The most recent change in state law occurred in Tennessee late last month when Republican Governor Bill Haslam signed an amendment to the Heritage Protection Act. The implementation of that law not only bolstered protection of crucibles of racial tension but completely stripped oversight from state municipalities.

The amended Act, which Haslam signed into law on May 21, gave absolute power over the monuments to the Tennessee Historical Commission. Among the commission are purported members of the Sons of Confederate Veterans, an organization that’s kept the Confederate legacy alive for more than a century.

James G. Patterson, commander of the Tennessee Division of the Sons of Confederate Veterans, defended the new law, claiming monuments to the Confederacy are emblems of heritage and regional pride.

“These monuments were placed many years after the war was over,” Patterson told HuffPost. “They were placed to remember the soldiers and leaders from the community that fought to defend their homes and families.”

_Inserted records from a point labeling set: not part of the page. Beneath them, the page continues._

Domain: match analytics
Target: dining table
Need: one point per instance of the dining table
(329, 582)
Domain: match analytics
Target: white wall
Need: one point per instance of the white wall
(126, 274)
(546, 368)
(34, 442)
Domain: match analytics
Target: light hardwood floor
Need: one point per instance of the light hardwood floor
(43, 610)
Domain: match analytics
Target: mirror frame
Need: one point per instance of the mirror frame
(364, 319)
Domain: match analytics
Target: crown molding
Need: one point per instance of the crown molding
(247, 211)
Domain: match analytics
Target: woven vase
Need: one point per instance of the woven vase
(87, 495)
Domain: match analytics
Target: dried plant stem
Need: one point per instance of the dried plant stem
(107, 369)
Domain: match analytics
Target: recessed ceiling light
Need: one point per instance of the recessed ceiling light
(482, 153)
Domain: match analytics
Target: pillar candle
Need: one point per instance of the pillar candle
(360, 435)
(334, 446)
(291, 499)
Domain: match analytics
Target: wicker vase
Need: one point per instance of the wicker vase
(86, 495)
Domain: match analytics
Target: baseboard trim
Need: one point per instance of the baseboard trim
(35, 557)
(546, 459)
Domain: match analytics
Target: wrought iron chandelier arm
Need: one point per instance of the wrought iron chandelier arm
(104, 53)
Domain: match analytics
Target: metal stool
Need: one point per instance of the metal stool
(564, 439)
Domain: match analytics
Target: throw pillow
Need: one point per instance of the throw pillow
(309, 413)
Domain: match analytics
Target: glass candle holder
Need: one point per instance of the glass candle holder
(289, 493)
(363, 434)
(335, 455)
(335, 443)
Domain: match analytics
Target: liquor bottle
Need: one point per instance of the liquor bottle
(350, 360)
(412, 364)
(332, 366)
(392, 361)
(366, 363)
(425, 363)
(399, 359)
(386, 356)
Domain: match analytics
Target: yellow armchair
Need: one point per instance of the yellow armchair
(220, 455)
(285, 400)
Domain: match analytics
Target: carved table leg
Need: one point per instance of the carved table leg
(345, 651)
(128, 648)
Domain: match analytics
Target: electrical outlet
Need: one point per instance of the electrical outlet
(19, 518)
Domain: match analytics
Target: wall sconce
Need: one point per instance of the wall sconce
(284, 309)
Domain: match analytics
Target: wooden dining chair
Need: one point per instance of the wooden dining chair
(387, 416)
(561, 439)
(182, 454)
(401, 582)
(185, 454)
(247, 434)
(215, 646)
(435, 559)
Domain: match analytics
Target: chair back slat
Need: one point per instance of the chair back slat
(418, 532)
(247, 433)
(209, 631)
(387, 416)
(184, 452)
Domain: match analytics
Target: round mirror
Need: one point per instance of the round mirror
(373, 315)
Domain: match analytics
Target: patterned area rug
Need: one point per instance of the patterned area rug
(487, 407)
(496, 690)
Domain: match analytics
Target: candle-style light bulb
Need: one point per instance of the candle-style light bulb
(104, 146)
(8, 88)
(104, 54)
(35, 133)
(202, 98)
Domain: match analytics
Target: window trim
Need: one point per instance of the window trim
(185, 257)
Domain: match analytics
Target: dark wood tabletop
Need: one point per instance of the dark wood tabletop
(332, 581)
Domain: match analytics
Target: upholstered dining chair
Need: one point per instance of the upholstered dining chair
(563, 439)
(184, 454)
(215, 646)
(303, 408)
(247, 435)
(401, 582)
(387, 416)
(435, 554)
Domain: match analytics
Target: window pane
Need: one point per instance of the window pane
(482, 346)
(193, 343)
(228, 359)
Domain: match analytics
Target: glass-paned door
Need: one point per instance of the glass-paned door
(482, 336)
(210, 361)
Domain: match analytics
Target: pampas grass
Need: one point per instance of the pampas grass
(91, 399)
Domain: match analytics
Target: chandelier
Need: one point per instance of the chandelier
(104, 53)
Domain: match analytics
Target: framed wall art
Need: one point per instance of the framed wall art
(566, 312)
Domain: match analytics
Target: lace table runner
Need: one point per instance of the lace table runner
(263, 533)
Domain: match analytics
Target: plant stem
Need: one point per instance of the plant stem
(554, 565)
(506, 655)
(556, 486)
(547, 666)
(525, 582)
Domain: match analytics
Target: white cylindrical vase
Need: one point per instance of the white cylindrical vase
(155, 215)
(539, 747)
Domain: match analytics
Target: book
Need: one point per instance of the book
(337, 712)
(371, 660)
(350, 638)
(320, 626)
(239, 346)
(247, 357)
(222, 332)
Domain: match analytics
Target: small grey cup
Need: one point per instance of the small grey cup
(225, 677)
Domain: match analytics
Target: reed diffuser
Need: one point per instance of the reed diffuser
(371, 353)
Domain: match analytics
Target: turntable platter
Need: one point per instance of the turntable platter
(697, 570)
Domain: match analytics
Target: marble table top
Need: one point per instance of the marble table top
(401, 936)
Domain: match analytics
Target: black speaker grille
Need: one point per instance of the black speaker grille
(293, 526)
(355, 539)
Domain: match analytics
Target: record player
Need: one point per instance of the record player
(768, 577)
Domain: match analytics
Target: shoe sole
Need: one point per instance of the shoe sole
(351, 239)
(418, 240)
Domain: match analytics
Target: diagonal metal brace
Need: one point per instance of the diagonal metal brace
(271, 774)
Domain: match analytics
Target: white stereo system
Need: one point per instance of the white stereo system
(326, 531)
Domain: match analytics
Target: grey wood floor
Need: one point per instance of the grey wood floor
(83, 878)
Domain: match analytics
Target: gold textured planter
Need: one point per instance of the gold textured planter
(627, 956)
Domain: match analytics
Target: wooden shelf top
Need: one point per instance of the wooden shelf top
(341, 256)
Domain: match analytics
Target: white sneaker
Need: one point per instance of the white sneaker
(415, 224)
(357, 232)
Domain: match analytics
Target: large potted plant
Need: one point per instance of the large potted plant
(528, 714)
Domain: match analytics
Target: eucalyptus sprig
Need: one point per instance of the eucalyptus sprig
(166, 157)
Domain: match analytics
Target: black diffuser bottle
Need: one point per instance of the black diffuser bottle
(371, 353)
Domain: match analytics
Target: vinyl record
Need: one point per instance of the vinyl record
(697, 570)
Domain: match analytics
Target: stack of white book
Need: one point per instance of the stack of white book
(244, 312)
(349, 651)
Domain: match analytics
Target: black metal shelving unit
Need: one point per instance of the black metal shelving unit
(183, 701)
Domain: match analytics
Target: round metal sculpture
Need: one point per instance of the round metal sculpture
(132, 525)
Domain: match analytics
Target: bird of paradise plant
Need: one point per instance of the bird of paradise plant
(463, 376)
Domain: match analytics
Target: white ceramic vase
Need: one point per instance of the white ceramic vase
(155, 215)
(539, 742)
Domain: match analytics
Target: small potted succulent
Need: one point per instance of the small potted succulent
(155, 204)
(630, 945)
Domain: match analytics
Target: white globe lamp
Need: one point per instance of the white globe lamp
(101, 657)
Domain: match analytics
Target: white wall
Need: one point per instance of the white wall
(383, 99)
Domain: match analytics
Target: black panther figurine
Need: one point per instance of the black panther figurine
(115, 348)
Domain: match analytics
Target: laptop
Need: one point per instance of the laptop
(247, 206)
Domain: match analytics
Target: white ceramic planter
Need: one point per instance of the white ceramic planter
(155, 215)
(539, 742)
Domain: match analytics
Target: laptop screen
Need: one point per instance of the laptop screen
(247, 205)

The Alamance County Confederate Monument, erected in 1914, is pictured outside the historic courthouse in Graham, North Carolina on Aug. 23, 2017. County commissioners said they have no intention of seeking the monument's removal, despite such action taken in other cities and counties after the violence in Charlottesville.
The Alamance County Confederate Monument, erected in 1914, is pictured outside the historic courthouse in Graham, North Carolina on Aug. 23, 2017. County commissioners said they have no intention of seeking the monument's removal, despite such action taken in other cities and counties after the violence in Charlottesville.
Colleen Jenkins / Reuters

Civil rights leader Rashad Robinson, who serves as executive director of Color of Change, told HuffPost that symbols of the Confederacy are associated with slavery, Jim Crow and the violent suppression of the civil rights movement.

“They want to rewrite the history of the Confederacy,” Robinson told HuffPost. “They want us to ignore the violent attachment to slavery – the beatings, the rapes, the abuse, the forced labor and the stealing of heritage. We shouldn’t have these symbols in our cities.”

The terrible bloodletting of the Civil War ended more than 150 years ago, but the debate ― pride in the South vs. the shame of slavery – rages on. It seems that until the past is reckoned, racial strife and disunion will continue for the foreseeable future.